Geroprotective therapies are those that slow aging. While true rejuvenation therapies capable of reversing aging may also fall under that broad umbrella, discussion of geroprotectors usually focuses on drugs such as mTOR inhibitors that can at least modestly slow aging in animal studies. One area of growing interest in the field is the use of epigenetic clocks to assess aging, and the degree to which the clock measurements are affected by potentially geroprotective interventions.
The challenge in epigenetic clocks - and other conceptually similar clocks - is that they are fitted to observed age-related changes in biochemical data without any understanding of what causes those changes. Perhaps characteristic epigenetic changes that take place with age reflect all of the underlying processes of aging, and perhaps they do not. Thus one cannot take any given result in the treatment of aging at face value until the specific clock has been calibrated to the specific intervention in life span studies, a lengthy prospect that entirely defeats the point of a simple measure of aging, and which has yet to be undertaken for any class of intervention.
As researchers point out here, this means that clocks, while interesting and meriting further study, must be relegated to the second tier of data for the foreseeable future. Whether or not a given intervention produces slowed aging, and is thus geroprotective, can only be assessed robustly at the present time via established measures of health and age-related disease.
The geroscience hypothesis, that the rate of aging can be changed, is indeed an exciting one, and one that will likely receive considerable attention in the future. Geroprotectors arising from studies exploring the geroscience hypothesis would undoubtedly revolutionize health care and result in dramatic societal changes, and for these reasons should be taken extremely seriously. However, the biomedical science community should be very sensitive to overenthusiasm concerning ways in which geroprotectors are vetted, since reliance on a solitary measure of aging, for example an epigenetic clock, to vet candidate geroprotectors might not be necessary. If geroprotectors, by definition, should improve health during the aging process, and health can be measured in myriad ways, then relevant trials should focus on these health measures directly.

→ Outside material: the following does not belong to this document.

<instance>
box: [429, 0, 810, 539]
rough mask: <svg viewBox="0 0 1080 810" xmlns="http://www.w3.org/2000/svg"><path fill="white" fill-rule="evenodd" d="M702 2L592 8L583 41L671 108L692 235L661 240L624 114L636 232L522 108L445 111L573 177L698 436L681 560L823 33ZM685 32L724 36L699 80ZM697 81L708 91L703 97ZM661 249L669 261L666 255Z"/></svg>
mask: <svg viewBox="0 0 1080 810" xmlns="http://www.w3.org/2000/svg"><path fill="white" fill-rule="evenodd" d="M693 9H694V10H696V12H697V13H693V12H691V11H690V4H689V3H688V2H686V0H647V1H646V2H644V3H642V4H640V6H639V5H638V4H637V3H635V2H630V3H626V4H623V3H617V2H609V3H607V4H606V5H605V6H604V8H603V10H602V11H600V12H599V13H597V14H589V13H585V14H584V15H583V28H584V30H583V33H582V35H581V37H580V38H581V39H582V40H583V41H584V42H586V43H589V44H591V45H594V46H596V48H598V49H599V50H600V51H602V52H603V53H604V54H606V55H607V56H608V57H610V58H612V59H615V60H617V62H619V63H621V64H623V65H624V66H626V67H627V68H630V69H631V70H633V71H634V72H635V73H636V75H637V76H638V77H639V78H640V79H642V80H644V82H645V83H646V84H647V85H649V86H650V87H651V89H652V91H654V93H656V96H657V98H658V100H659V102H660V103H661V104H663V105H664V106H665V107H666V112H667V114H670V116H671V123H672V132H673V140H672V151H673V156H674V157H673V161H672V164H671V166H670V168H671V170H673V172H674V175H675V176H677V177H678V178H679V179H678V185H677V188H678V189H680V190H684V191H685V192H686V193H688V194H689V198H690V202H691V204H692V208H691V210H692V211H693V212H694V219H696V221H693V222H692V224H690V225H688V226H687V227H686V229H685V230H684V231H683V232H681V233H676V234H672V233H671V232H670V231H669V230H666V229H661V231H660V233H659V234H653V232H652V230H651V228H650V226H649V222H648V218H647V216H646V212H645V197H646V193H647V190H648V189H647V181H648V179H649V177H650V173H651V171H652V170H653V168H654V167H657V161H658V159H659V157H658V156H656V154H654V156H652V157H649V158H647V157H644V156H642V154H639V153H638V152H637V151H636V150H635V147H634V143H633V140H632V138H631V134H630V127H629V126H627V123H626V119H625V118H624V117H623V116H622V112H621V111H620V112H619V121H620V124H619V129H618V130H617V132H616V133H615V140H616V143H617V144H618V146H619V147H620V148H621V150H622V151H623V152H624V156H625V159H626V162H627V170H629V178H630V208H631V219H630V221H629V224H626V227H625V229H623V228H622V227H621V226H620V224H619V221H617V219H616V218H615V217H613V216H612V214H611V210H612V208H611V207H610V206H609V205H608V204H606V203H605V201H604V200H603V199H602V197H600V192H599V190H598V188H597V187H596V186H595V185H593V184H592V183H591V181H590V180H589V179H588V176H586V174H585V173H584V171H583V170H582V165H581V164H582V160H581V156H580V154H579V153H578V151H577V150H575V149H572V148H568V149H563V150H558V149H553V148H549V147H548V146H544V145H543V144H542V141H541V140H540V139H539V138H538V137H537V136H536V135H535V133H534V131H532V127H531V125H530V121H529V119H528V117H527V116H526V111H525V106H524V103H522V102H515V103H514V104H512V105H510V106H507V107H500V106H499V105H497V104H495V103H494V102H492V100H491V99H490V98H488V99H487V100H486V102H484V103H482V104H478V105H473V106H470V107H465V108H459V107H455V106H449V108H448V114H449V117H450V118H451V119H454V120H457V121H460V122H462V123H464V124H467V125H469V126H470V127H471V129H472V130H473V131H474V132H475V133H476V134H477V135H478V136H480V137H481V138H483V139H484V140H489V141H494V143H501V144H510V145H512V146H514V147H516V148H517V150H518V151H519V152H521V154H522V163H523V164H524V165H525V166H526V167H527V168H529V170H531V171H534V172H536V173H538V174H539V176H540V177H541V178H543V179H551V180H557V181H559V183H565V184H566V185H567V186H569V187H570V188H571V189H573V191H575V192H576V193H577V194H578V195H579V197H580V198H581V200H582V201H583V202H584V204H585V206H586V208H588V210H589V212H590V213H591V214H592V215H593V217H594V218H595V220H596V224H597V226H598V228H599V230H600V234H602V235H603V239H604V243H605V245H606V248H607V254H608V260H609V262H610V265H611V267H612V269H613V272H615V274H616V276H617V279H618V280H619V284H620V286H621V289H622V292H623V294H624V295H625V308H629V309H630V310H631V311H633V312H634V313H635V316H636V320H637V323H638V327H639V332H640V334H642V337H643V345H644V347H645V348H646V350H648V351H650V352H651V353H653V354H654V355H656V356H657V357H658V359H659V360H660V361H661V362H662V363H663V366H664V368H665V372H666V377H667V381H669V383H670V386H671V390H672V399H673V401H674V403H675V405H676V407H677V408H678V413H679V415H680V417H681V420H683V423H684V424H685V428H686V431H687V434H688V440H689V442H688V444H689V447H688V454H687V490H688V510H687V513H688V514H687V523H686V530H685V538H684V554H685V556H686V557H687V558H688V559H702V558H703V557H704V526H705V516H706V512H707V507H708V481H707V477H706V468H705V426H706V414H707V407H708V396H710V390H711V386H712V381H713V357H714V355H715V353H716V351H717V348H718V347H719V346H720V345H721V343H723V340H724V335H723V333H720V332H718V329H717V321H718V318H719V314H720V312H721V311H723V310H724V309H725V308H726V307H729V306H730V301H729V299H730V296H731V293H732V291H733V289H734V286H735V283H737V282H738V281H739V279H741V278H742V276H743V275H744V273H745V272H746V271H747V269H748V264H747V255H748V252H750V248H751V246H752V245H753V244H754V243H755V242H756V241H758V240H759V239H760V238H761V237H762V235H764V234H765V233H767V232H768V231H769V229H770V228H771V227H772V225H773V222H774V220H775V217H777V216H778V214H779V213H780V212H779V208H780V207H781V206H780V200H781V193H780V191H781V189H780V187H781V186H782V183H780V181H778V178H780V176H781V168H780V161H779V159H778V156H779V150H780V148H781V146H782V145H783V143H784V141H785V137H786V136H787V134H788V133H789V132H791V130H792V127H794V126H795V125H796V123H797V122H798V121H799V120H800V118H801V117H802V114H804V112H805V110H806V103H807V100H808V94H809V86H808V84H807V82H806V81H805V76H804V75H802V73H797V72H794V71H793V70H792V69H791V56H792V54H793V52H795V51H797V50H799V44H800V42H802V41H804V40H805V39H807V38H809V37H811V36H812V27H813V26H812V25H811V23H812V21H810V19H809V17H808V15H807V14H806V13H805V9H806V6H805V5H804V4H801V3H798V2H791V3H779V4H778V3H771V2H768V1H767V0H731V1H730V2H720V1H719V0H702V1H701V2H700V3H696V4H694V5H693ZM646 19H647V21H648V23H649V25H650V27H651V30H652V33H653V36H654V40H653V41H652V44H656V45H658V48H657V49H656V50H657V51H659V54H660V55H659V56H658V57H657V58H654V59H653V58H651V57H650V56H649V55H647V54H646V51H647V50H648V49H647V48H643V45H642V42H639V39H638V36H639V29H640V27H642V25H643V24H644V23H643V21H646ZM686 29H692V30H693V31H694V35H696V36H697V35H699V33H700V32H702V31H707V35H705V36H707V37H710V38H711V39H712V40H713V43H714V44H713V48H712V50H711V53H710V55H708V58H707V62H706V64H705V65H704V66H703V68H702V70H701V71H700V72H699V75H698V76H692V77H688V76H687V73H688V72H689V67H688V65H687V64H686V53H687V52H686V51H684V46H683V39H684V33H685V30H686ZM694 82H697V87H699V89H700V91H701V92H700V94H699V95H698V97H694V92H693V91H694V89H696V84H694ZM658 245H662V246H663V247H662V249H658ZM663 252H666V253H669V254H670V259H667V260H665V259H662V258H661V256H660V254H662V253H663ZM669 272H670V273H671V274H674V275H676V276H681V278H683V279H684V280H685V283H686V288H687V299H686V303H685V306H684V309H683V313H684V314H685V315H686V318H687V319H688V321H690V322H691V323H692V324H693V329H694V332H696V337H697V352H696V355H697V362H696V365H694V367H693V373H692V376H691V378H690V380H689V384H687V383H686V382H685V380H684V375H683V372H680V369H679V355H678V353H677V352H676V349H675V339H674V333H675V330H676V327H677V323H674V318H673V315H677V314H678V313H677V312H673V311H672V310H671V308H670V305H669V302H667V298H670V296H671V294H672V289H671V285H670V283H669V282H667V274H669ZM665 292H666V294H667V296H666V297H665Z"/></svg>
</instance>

In fact, as we have argued, it would be hard to make the case that a geroprotector that is only known or shown to modulate an epigenetic clock will extend health span or lifespan without impacting anything associated with health from traditional clinical perspectives. In addition, if one could show that a geroprotector actually does modulate age-related disease processes using routine and accepted clinical measures then the mechanism of action of that geroprotector is likely to be a key to an underlying universal aging clock. Ultimately, a purported geroprotector that has either no observable effect on many available common sense, well-accepted measures of health and vitality, or will only have an effect on health via some cryptic mechanism after the many years of use during which an individual is at typical risk for disease, is a tough sell.
Simply put, geroprotectors should provide overt health and disease prevention benefits but the time-dependent relationships between epigenetic clocks and health-related phenomena are complex and in need of further scrutiny. Therefore, studies that enable understanding of the relationships between epigenetic clocks and disease processes while simultaneously testing the efficacy of a candidate geroprotector are crucial to move the field forward.